|Ph.D Student||Teichner Adar|
|Subject||Characterization of Different Inhibitors of APC/C in|
the Mitotic Checkpoint
|Department||Department of Medicine||Supervisor||? 18? Avram Hershko|
|Full Thesis text - in Hebrew|
The mitotic (or spindle assembly) checkpoint system is a surveillance mechanism that prevents the initiation of anaphase until all sister chromatids are correctly attached to the mitotic spindle through their kinetochores. It thus acts as a safeguard mechanism to ensure the accuracy of chromosome segregation in mitosis. The target of the mitotic checkpoint system is the anaphase-promoting complex/cyclosome (APC/C), a ubiquitin ligase that acts on some cell cycle regulatory proteins such as mitotic cyclins and securin, an inhibitor of anaphase initiation. When the checkpoint system is switched on, it inhibits the APC/C, securin cannot be degraded and anaphase cannot be initiated. Although much genetic information is available on the identity of components of the mitotic checkpoint system, the biochemical mechanisms by which it regulates the activity of APC/C remained obscure. An exception was the identification of a mitotic checkpoint complex (MCC), an APC/C inhibitor that is composed of the APC/C activator Cdc20, associated with the checkpoint proteins Mad2, BubR1 and Bub3. The MCC assembles during checkpoint and inhibits the activity of APC/C. However, it is not known what are the molecular mechanisms of the assembly of MCC when the checkpoint system is turned on, and of the disassembly of MCC when the checkpoint is turned off. It was also not known whether there are other checkpoint inhibitors of APC/C (in addition to MCC), since in many other cases several parallel mechanisms exist to control an important cellular process.
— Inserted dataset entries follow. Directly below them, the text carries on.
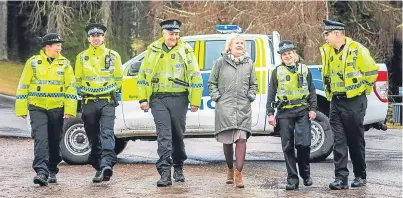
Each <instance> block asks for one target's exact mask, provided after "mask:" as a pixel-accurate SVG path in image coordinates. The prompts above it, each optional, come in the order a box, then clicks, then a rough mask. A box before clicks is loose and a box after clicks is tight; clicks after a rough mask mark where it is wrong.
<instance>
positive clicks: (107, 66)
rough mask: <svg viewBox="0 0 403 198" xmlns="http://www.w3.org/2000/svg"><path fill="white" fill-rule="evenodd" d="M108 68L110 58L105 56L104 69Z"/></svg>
mask: <svg viewBox="0 0 403 198" xmlns="http://www.w3.org/2000/svg"><path fill="white" fill-rule="evenodd" d="M110 66H111V56H110V55H106V56H105V69H109V67H110Z"/></svg>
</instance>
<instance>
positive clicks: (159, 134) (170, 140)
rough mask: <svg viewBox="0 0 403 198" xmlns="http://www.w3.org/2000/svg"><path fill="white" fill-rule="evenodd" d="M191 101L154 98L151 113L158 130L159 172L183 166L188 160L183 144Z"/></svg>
mask: <svg viewBox="0 0 403 198" xmlns="http://www.w3.org/2000/svg"><path fill="white" fill-rule="evenodd" d="M188 105H189V101H188V98H187V96H186V95H183V96H166V97H159V96H152V97H151V102H150V108H151V113H152V114H153V116H154V122H155V126H156V129H157V141H158V150H157V153H158V155H159V157H160V158H159V159H158V161H157V163H156V167H157V170H158V172H160V173H161V171H162V170H165V169H170V168H171V166H172V165H173V166H174V167H181V166H183V162H184V161H185V160H186V159H187V155H186V151H185V143H184V142H183V137H184V135H183V134H184V132H185V127H186V113H187V109H188Z"/></svg>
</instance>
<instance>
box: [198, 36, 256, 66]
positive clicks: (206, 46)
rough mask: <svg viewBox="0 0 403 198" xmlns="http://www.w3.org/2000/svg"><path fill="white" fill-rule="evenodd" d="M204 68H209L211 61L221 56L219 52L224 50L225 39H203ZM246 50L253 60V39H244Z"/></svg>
mask: <svg viewBox="0 0 403 198" xmlns="http://www.w3.org/2000/svg"><path fill="white" fill-rule="evenodd" d="M204 46H205V47H204V53H205V55H204V69H203V71H206V70H211V68H212V67H213V63H214V61H215V60H217V59H218V58H219V57H220V56H221V52H223V51H224V46H225V41H224V40H216V41H205V45H204ZM246 51H247V52H248V53H249V55H250V56H251V58H252V60H253V62H255V51H256V50H255V42H254V41H253V40H246Z"/></svg>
Previous work from our laboratory has used extracts from nocodazole-arrested cells to gain insight into some biochemical mechanisms of the mitotic checkpoint system. Nocodazole prevents the assembly of the microtubules of the mitotic spindle and thus produces a strong checkpoint signal. Soluble extracts from nocodazole-arrested cells do not contain chromosomes, but they can be used to study downstream events of the mitotic checkpoint system, such as the nature of the mitotic checkpoint inhibitors and the mechanisms of the disassembly or inactivation of these inhibitors in exit from checkpoint-arrested state. The aim of this research was to gain knowledge of two related problems: (1) What are the identity and characteristics of different mitotic checkpoint inhibitors of APC/C? (2) What are the molecular mechanisms of the disassembly of one of these inhibitors, MCC, in release from mitotic checkpoint?